The following proposal aims to clarify these questions.

Proposal

  1. That all Measurand data names have a corresponding data name for their SU explicitly defined;

  2. That the convention for IUCr dictionaries is that this data name is formed by adding _su to the original data name;

  3. That the parenthetical form of presentation of the su value for CIF syntax is understood as a shorthand assignment of this su value to the associated SU dataname;

  4. That the definition for Measurand is therefore rewritten as:

       Used to type an item with a numerically estimated value
       that has been recorded by measurement or derivation. A 
       data name definition for the standard uncertainty (SU) 
       of this item must be provided in a separate definition
       with `_type.purpose` of `SU`.

The above questions are then answered as follows:

  1. The new definition is format-agnostic

  2. Yes, _su forms should be defined in the dictionary. Using _su as a suffix is purely an IUCr convention which is not always followed (e.g. _refln.F_sigma) and therefore not appropriate for the DDLm attribute dictionary to specify.

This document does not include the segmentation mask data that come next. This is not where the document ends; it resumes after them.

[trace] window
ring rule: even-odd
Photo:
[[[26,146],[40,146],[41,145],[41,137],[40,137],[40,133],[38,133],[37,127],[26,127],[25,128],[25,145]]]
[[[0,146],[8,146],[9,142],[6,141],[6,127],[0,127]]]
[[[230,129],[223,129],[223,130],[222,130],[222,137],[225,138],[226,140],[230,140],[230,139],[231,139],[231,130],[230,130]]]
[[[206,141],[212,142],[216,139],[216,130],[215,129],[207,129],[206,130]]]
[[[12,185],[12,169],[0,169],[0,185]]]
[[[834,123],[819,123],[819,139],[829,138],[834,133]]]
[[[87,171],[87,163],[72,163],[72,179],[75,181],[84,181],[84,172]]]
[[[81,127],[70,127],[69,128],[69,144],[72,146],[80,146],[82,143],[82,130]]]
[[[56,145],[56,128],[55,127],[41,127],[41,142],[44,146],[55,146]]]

  3. Yes, it is syntactically legal to have both forms, as the CIF syntax can have no embedded understanding of the meaning of the data names, including *_su data names, and therefore duplication cannot be detected as a syntax error. It is instead a semantic error in the same way as a cell volume - cell parameter mismatch would be. Thus if the two values provided agree, there is no error, and if they disagree, the software can take steps based on the importance of the mismatch to the particular computation.

  4. No, the value of a Measurand data name includes the main value only.

Discussion

In order for DDLm to be format-agnostic, each format needs to associate some location in that format with a data name. The appearance of a value in a CIF file without the data name appearing as well (as is being proposed above) is thus not unusual in general, simply for CIF this association is usually transparent due to the data name appearing in the format itself.

Compatibility

CIF authoring software

Authoring software remains free to append SU in parentheses.

CIF reading software

Legacy CIF reading software will have the same problems that it presumably has with the new 'dotted' data names, in the sense that a data name that was unknown at the time of software preparation has been used to provide a value. This is a cost that we have accepted. It seems unlikely that

Other comments

The su of a data item must always have been treated separately in software, as software must handle the su differently to the main value due at least to the differences in the way errors are propagated. The creation of a separate data name captures this fact.